A legal system based on adversarial system which is unable to deliver justice to those who sufficiently prove their grievances in courts is being burdened with a parental responsibility of protecting a woman who could likely to be subjected to violence through a new legal regime. This protective arrangement is not less than a legislated fantasy of the provincial legislature. Shifting towards a parental system of protection requires a thorough evaluation of the present legal system: whether it possesses those characteristics which are bedrock for newly introduced system? At the moment, we are experiencing parental system of protection for children in matters of their guardianship. How far the system is effective and efficacious in this matter is an open secret. Therefore, the system which has disappointed in one respect, can that be expected to deliver in other respects? The answer to this question is not difficult to discover. Piece meal medical treatment of a chronic patient may psychologically satisfy someone, but that would not be enough to raise the patient on its legs.
The law lays down for appointment of protection officers and then promises to provide them with requisite training for their sensitization to gender related issues. Why do not we sensitize the available State machinery, including police officials and workers of basic health units, to make it more caring in matters of violence against women? If newly envisioned establishment is not expected to deliver goods without formal and extensive training, then the same sort of training to the present machinery may also bring some benefits if we make ourselves willing to get out of fantasy of brand new and fanciful enactments.
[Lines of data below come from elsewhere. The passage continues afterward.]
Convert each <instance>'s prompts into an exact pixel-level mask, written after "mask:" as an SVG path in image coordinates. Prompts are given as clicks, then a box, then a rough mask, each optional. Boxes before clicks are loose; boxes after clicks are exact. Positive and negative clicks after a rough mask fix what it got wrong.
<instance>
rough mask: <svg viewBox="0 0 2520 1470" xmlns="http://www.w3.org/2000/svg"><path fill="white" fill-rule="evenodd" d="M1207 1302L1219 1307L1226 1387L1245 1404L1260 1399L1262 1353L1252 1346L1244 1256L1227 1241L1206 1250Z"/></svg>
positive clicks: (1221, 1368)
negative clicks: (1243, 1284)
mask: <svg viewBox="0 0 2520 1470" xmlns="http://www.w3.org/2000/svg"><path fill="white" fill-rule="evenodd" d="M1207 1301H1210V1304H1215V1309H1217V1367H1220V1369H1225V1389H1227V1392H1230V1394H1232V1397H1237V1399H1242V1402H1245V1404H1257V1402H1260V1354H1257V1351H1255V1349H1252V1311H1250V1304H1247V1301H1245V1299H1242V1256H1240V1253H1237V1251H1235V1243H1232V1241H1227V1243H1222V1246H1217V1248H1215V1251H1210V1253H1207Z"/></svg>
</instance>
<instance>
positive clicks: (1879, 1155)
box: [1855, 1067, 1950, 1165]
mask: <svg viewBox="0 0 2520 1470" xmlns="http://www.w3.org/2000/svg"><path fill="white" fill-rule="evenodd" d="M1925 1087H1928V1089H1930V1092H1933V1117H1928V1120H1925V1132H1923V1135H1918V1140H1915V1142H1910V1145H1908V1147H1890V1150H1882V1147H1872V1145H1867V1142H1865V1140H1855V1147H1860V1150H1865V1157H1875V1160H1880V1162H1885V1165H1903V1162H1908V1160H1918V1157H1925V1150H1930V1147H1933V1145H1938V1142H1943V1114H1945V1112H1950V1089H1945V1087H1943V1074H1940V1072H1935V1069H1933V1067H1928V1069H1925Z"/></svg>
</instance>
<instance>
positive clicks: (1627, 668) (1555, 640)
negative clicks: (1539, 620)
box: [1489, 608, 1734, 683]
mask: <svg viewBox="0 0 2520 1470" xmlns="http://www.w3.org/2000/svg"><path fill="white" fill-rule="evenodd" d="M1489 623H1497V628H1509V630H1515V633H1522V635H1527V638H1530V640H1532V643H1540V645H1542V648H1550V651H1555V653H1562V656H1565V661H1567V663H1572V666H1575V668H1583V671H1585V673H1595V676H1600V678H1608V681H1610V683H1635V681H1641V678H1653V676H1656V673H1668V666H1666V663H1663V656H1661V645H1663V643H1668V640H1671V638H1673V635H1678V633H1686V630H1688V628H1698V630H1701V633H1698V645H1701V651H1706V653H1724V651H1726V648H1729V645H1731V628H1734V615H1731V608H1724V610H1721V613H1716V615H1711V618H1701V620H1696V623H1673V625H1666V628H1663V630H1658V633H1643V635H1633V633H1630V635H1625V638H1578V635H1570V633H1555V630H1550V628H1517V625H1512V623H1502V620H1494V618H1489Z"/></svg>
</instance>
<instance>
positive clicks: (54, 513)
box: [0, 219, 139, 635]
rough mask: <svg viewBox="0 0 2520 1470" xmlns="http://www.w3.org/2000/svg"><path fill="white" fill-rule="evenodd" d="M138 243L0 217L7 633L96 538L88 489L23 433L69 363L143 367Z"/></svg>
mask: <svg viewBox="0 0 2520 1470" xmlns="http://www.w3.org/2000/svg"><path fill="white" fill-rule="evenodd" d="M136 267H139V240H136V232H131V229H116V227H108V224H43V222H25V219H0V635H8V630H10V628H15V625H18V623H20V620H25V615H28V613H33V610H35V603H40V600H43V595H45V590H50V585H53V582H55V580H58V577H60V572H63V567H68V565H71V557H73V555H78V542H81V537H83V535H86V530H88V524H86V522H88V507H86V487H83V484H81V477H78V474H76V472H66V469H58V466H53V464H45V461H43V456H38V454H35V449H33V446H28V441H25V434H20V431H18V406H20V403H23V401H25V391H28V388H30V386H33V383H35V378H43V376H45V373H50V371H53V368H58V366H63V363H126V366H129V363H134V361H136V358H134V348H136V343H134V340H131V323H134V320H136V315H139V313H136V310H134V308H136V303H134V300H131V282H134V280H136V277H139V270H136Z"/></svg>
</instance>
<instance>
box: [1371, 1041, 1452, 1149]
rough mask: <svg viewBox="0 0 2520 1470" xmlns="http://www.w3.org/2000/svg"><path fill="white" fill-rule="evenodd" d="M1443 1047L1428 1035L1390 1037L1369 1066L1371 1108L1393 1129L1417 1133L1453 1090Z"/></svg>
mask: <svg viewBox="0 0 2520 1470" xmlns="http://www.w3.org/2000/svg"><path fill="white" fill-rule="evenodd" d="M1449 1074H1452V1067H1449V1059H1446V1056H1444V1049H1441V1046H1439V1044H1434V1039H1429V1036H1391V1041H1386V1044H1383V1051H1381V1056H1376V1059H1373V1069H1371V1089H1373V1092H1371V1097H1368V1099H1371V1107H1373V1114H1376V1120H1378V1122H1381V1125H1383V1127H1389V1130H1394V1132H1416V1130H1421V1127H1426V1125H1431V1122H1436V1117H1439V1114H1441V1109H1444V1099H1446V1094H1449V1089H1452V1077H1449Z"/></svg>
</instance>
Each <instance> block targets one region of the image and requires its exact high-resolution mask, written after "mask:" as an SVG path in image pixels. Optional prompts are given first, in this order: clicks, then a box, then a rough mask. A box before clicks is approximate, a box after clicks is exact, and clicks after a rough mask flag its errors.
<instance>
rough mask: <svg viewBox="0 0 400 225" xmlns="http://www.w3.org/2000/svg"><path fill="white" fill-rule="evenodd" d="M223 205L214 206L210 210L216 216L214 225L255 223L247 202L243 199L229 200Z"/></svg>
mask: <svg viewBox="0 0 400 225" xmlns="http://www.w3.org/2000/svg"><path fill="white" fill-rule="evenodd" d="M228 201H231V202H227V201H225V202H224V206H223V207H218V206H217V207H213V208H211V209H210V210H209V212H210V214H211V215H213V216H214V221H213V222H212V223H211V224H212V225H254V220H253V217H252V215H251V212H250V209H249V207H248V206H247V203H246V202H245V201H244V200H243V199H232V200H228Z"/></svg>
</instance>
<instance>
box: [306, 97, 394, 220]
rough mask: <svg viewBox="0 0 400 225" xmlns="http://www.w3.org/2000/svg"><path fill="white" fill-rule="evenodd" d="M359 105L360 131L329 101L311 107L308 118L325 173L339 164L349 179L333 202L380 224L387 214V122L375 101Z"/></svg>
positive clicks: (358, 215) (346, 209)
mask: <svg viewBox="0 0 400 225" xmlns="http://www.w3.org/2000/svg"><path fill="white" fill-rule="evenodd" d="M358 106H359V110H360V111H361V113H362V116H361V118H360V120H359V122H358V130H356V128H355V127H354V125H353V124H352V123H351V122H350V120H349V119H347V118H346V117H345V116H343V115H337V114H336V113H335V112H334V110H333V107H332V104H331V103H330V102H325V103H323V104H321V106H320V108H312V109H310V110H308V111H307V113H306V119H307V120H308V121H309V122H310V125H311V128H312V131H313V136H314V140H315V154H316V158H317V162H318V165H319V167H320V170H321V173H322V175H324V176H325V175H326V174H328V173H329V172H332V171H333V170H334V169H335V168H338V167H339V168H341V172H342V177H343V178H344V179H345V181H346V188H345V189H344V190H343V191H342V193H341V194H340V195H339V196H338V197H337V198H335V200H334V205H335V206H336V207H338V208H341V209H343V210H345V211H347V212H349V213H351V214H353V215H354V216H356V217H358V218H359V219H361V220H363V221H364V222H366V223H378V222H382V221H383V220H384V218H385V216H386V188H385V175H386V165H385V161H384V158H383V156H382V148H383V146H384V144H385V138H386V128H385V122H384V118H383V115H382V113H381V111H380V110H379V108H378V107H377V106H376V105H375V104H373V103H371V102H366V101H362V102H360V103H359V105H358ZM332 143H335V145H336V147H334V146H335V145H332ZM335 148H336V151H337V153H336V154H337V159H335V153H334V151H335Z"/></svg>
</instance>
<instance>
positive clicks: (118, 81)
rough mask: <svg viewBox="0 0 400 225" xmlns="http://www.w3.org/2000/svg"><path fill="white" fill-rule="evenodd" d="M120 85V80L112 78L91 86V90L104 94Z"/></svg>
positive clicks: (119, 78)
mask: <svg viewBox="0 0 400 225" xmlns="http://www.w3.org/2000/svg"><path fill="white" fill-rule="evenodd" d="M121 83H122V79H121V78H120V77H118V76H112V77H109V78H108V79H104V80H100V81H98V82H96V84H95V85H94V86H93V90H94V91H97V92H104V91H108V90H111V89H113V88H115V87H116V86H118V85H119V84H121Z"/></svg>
Establishing shelter homes in far fringe areas of the province is a noble desire which must always be praised at all levels. But before thinking about its phased implementation, we as citizens have a right to ask: how many hospitals in Punjab have a state of the art burn centers? No need to refresh in our minds that majority of burn victims in our society are women. How accessible are maternity facilities to women in various areas of the Province? Have women been provided universal free education in the province so that they become aware of their rights under prevent legal system? Many of such questions would revert back to us with satanic silence. The author wants to clarify that he does not argue that we should not enact a new law before implementing the mandates of present legal regime. The purpose of these questions is to give a wake-up call that first there is a need to enhance the capability and competence of the State in terms of delivering goods and executing laws, before entrusting it with delicate issues such as domestic violence.
Imaginary provisions of stretching jurisdiction into four walls of a house may appear fanciful, but would remain elusive because of the reality that our State has so far been unable to effectively establish this kind of writ in public spaces. And in this dismal reality talking about extending its arm of justice to inaccessible places of a house seems not less than a fairy tale which could only appease some worthy legislators of Punjab.
The views expressed in this article are those of the author and do not necessarily represent the views of CourtingTheLaw.com or any organization with which he might be associated.